The days flowed quietly into the two worlds, for I was almost foreign to their incongruence. I was walking with the same naturalness and the wide streets, swayed by walking pins and large gates, and the crazy labyrinth of the winding elves in my neighborhood, always full of puddles, garbage, vendor scouts and the sharp barking of hungry dogs; on those ules, they were all in a hurry and, when they called it "attention, the water comes", they quickly put themselves in shelter, so as not to rain with drops of urine. Craftsmen, small merchants, officials and workers with the day recently arrived in the capital filled the houses for rent, giving the neighborhood a popular air. Many of them if they got out of there, and only in cases of force majeure; My mother and I, by contrast, were in a hurry at dawn to Zurbano Street and we started without any delay in work in the workshop of Donna Manuela.

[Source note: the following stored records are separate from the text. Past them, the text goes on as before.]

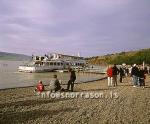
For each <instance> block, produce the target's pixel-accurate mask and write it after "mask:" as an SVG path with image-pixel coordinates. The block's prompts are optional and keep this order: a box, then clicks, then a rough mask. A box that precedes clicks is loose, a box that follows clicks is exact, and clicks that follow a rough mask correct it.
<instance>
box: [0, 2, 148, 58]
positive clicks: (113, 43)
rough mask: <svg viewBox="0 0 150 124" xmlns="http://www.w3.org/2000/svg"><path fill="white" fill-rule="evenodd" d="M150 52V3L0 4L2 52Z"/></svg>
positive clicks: (70, 2)
mask: <svg viewBox="0 0 150 124" xmlns="http://www.w3.org/2000/svg"><path fill="white" fill-rule="evenodd" d="M143 48H150V0H0V51H4V52H11V53H21V54H26V55H32V54H36V55H38V54H40V55H42V54H47V53H62V54H68V55H77V54H78V52H79V53H80V54H81V56H83V57H90V56H98V55H106V54H112V53H117V52H122V51H131V50H138V49H143Z"/></svg>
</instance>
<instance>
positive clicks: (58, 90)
mask: <svg viewBox="0 0 150 124" xmlns="http://www.w3.org/2000/svg"><path fill="white" fill-rule="evenodd" d="M69 72H70V78H69V81H68V84H67V89H64V88H62V87H61V82H60V80H59V79H58V78H57V75H56V74H55V75H53V79H52V80H51V81H50V84H49V90H50V92H57V91H69V89H70V88H71V91H72V92H73V89H74V82H75V80H76V74H75V71H74V70H73V69H71V68H70V69H69ZM44 90H45V88H44V84H43V83H42V81H39V82H38V84H37V86H36V89H35V90H34V91H35V92H39V93H41V92H42V91H44Z"/></svg>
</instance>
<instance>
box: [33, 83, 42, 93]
mask: <svg viewBox="0 0 150 124" xmlns="http://www.w3.org/2000/svg"><path fill="white" fill-rule="evenodd" d="M34 91H35V92H39V93H41V92H42V91H44V85H43V83H42V81H39V82H38V84H37V86H36V89H35V90H34Z"/></svg>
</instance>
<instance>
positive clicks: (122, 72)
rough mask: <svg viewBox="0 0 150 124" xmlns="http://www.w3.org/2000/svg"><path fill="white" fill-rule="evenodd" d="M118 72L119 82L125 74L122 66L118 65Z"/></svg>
mask: <svg viewBox="0 0 150 124" xmlns="http://www.w3.org/2000/svg"><path fill="white" fill-rule="evenodd" d="M119 74H120V83H122V79H123V77H124V76H125V73H124V69H123V68H122V67H120V70H119Z"/></svg>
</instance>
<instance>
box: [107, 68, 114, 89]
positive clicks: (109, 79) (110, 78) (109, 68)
mask: <svg viewBox="0 0 150 124" xmlns="http://www.w3.org/2000/svg"><path fill="white" fill-rule="evenodd" d="M107 78H108V87H109V86H112V80H113V69H112V67H111V65H109V66H108V69H107Z"/></svg>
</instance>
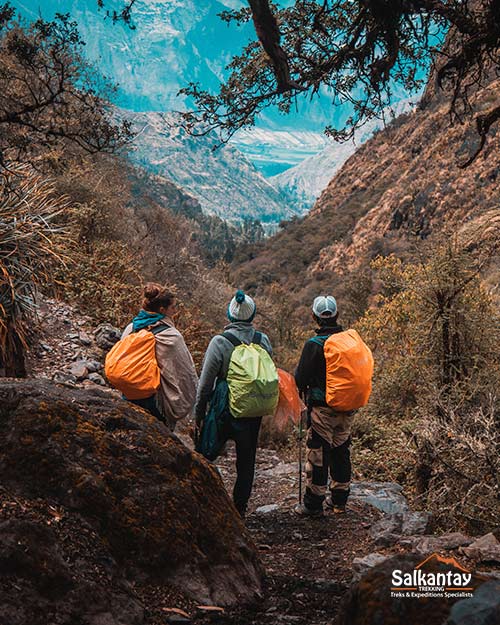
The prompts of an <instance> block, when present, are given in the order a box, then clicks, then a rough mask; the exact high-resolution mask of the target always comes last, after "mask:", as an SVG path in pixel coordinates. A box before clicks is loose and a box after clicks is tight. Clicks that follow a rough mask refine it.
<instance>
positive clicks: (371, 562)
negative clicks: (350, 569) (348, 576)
mask: <svg viewBox="0 0 500 625" xmlns="http://www.w3.org/2000/svg"><path fill="white" fill-rule="evenodd" d="M390 557H391V556H388V555H386V554H383V553H377V552H374V553H369V554H368V555H367V556H364V557H363V558H354V560H353V561H352V570H353V574H352V579H353V580H358V579H360V578H361V577H362V576H363V575H364V574H365V573H366V571H368V570H369V569H372V568H373V567H374V566H377V565H378V564H382V562H385V561H386V560H387V559H388V558H390Z"/></svg>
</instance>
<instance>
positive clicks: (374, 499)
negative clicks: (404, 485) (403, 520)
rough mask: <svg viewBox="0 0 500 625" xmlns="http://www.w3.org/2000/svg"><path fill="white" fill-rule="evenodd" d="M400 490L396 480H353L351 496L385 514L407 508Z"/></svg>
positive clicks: (355, 498)
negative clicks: (380, 480)
mask: <svg viewBox="0 0 500 625" xmlns="http://www.w3.org/2000/svg"><path fill="white" fill-rule="evenodd" d="M402 490H403V487H402V486H401V485H400V484H397V483H396V482H354V483H353V484H352V485H351V497H352V499H357V500H359V501H362V502H363V503H367V504H370V505H371V506H374V507H375V508H377V509H378V510H381V511H382V512H385V513H387V514H393V513H396V512H400V513H401V512H407V511H408V510H409V507H408V502H407V501H406V498H405V497H404V496H403V495H402Z"/></svg>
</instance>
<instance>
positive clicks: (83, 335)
mask: <svg viewBox="0 0 500 625" xmlns="http://www.w3.org/2000/svg"><path fill="white" fill-rule="evenodd" d="M78 340H79V341H80V343H81V344H82V345H92V340H91V338H90V336H89V335H88V334H86V333H85V332H80V334H79V335H78Z"/></svg>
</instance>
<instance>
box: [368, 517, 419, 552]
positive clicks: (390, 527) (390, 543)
mask: <svg viewBox="0 0 500 625" xmlns="http://www.w3.org/2000/svg"><path fill="white" fill-rule="evenodd" d="M429 519H430V514H429V513H428V512H396V513H394V514H388V515H385V516H383V517H382V518H381V519H379V520H378V521H377V522H376V523H374V524H373V525H372V526H371V528H370V535H371V536H372V537H373V538H374V539H375V544H376V545H379V546H385V547H388V546H390V545H394V544H395V543H397V542H398V541H399V540H400V538H401V536H412V535H415V534H425V531H426V530H427V526H428V525H429Z"/></svg>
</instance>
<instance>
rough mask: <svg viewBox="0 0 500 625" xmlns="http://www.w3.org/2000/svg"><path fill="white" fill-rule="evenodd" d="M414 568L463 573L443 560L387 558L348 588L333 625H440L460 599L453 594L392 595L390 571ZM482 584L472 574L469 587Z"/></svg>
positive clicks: (445, 620)
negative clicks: (391, 590) (452, 595)
mask: <svg viewBox="0 0 500 625" xmlns="http://www.w3.org/2000/svg"><path fill="white" fill-rule="evenodd" d="M457 564H460V563H457ZM460 566H461V565H460ZM416 567H419V568H420V569H421V570H422V571H424V572H433V573H437V572H442V573H448V572H449V571H450V570H451V571H454V572H457V571H460V570H462V569H461V568H460V569H458V568H456V567H455V565H454V564H453V563H452V561H451V559H450V560H449V561H443V560H441V559H439V558H438V557H433V558H429V559H427V561H425V562H422V557H421V556H416V555H414V554H410V555H408V554H407V555H397V556H395V557H389V558H388V559H386V560H385V561H384V562H382V563H381V564H377V565H375V566H374V567H372V568H369V569H368V571H367V572H365V573H364V574H362V576H361V577H360V579H359V580H357V581H355V582H354V583H353V584H352V585H351V587H350V589H349V591H348V592H347V594H346V595H345V597H344V599H343V600H342V603H341V605H340V609H339V613H338V617H337V620H336V622H335V625H380V624H381V623H384V625H401V624H405V623H406V624H408V625H417V624H419V625H420V624H424V623H425V625H443V624H444V623H445V621H446V619H447V617H448V616H449V614H450V610H451V608H452V606H453V604H455V603H456V602H457V601H459V600H460V599H461V597H460V596H458V597H457V596H452V593H447V595H448V596H447V595H446V594H445V595H444V596H429V597H425V598H422V597H418V596H417V597H412V596H403V597H393V596H391V588H392V575H393V571H395V570H400V571H402V573H411V572H412V571H413V570H414V569H415V568H416ZM484 583H485V581H484V580H483V579H481V578H480V577H479V576H478V575H476V574H474V573H473V574H472V578H471V580H470V582H469V586H470V587H471V588H473V589H477V588H479V587H480V586H481V585H482V584H484ZM488 583H489V582H488ZM476 592H477V591H476ZM403 594H404V595H406V594H407V593H403ZM417 595H418V593H417ZM460 625H462V623H460ZM463 625H465V623H464V624H463ZM467 625H469V624H468V623H467ZM492 625H493V622H492Z"/></svg>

Two years after I started working, my mother and dona Manuela decided that it was time to learn how to sew. At fourteen, I started with the simplest: bride, surplet, lightly sown. Buttonlinks, gypsies, heathen. I sat and worked on small wicker chairs, bent over the wooden headboards on my knees; I kept working on them. Dona Manuela handles clients, tailored, sample, rectify. My mother took action and did the rest: she sew everything that was delicate, divided things, controlled their achievement, imposing rhythm and discipline on the small battalion of six mature seamstresses, four or five younger and a few guralive apprentices, who always had more mood laughter and gossip than true toil. Some became good seamstresses, others were unable and continued to make things the least pleasant. When one left, the other took his place in the room always in disarray, which did not fit either with the serene opulence of the façade, nor with the sobriety of the bright salon where only the clients had access. Only them, Manuela dona and mother could enjoy his saffron-colored wallpaper; only they could get close to mahogany furniture and step on the oak floor that we, the youngest, polished with cotton rags. Only they were enjoying the sun rays that entered through the four high balconies that were in the street. The rest of the band always sat in the rear guard, in that winter ice son-in-law and fire in the summer, which was the ashes workshop behind the house, with only two saws facing a dark patio and where clocks passed like air between the tracks we were humming and the nuting of scissors.